The petroleum research division at the Norwegian Institute of Technology verified the models using hollow cylinder tests representing boreholes.

After altering the angle of the cylinders relative to the bedding, it was shown that shale strength, and therefore borehole stability, is reduced when wells are drilled parallel or sub-parallel to it.

Another concern is the underbalanced drilling of shale intervals after reservoir depletion when the shale pore pressure is higher than that of the drilling mud. It was found that the low permeability of the shales (0.1nD perpendicular to the laminations) means metre-thick intervals retain high pore pressures, even when sandwiched between heavily depleted and lower pressure reservoir sandstones.

The tests showed that an underbalance of 37MPa is possible before shale failure or collapse in a borehole perpendicular to the bedding. This bodes well for underbalanced shale drilling where the mechanical properties and stresses of the shale intervals are known.

DRILLING COOLED FORMATIONS

Rock mechanics specialists have shown that wells drilled too close to water injectors in mature oil fields can lead to severe mud losses. It is standard practice to inject cold seawater into oil reservoirs to maintain pressure and push oil towards production wells. However, injection cools the surrounding rocks, altering the natural stresses and causing a vertical fracture determined by the stress field.

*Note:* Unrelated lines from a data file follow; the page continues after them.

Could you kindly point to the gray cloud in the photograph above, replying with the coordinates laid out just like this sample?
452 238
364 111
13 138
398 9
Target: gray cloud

Such thermally induced fractures may extend for hundreds of metres depending on time, water injection rate, thickness of the reservoir formation and ratio of the water’s heat capacity to the sedimentary rock. The estimated size of a cooled zone is based on a cylindrical model; however, the fracture actually makes it ellipsoidal.

Being the first company to analyse this phenomenon, Statoil’s drilling engineers are in a better position to locate new wells beyond the influence of cooling zones. In Statoil’s Statfjord and Veslefrikk fields, several wells drilled near water injectors suffered such severe mud losses that they had to be plugged and sidetracked.

Although research is still ongoing, rock mechanics experts have shown that mud circulation losses are related to thermal stress changes because the wells have been drilled through formations cooled by nearby water injectors. This also induces fractures through which the mud losses occur. A fracture starts at the wellbore and adopts a similar orientation to that induced by the injector.

“TTD&C for sub-sea wells could save $6m to $10m per operation.”

IMPROVING SUB-SEA RECOVERY

Through tubing drilling and completion (TTD&C) is a cost-effective technology for increasing tail production. It also shows promise for improving oil recovery from sub-sea fields. TTD&C technology allows offshoot wells (sidetracks) to be drilled out sideways by cutting through the production liner and sometimes through production casing.

As the sidetracks are performed below the production packer with the drill pipe conducted through the tubing, neither the tubing nor the Christmas tree has to be removed. Such wells are useful for accessing pockets of isolated oil and gas in mature fields.

It is also possible to minimise borehole lengths and avoid problems in overlying formations by sidetracking in reservoir intervals. Using a small, conventional drill pipe, Statoil has reduced the cost per operation to around $4m, including completion and perforation, saving $1.5–3m compared with conventional sidetracking.

Recent technical advances also show that open (uncased) holes might be extended to 2,000m using present methods and that multilaterals can be economically installed, making simultaneous production from a parent well and its sidetrack possible. The next challenge is to extend the technology to improve oil recovery from Statoil’s sub-sea developments.

A project is now underway to facilitate implementation at the
Norne field with the Gullfaks satellites and the Snorre, Statfjord and Heidrun licences possibly following suit. With an estimated saving per operation of around $6–10m, the benefit of TTD&C for sub-sea wells promises to be even greater than those for platform-based drilling.

These areas of research all promise increased yields and reductions in production costs. The aim is to find ever more efficient methods for all aspects of the drilling process so that as the reservoirs become emptier they can still be safely and successfully drilled.